The state Health Department reported that the six infants who died from SIDS in 2012 marked the “lowest ever number” of such deaths in South Dakota, where the 13-year median for SIDS deaths is nine. SIDS is defined as the sudden and unexplained death of an infant who is less than a year old, according to the Centers for Disease Control and Prevention’s website.
However, there were 104 infant deaths total, topping the previous high of 100 deaths set in 2008. The median for overall infant deaths is 80 in South Dakota, according to the report.
“The numbers do fluctuate from year to year because of our small population, but any increase is cause for concern,” said Health Secretary Doneen Hollingsworth. “We need to do more to get women in for early prenatal care and to continue the declining numbers of pregnant women who smoke.”
First lady Linda Daugaard, who led the 2011 Governor’s Task Force on Infant Mortality, said the group’s recommendations were just beginning to be implemented in 2012.
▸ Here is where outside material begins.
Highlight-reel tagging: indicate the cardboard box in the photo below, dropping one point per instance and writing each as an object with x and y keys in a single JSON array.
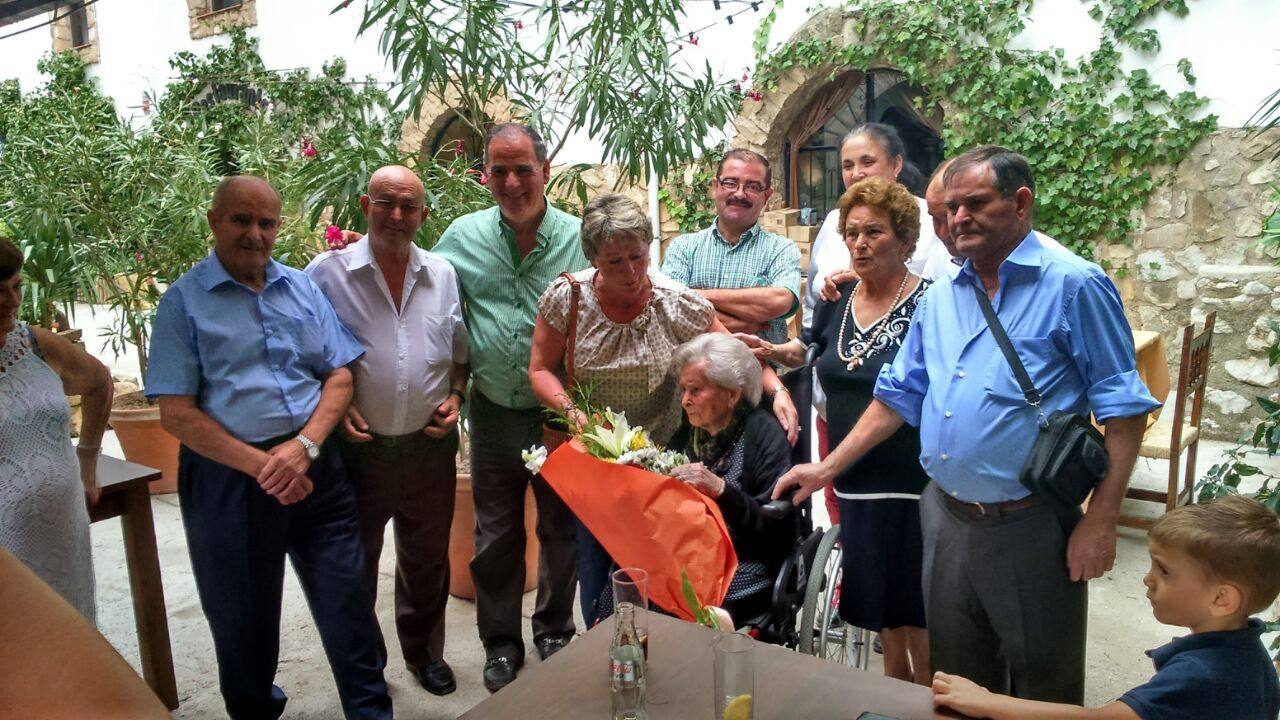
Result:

“We need to recognize that the things we’re working on today will have a long term impact and changes won’t happen overnight,” she said. “Every woman who stops smoking during pregnancy, every pregnant woman who gets early prenatal care and every parent who puts their baby to sleep on their back helps to reduce the risk of infant death.
“Helping more babies reach their first birthday is such an important issue and we need to be committed to it for the long haul,” Daugaard said. “We will see success but we also need to be prepared for setbacks. There is certainly more we can do to promote healthy pregnancies and healthy babies.”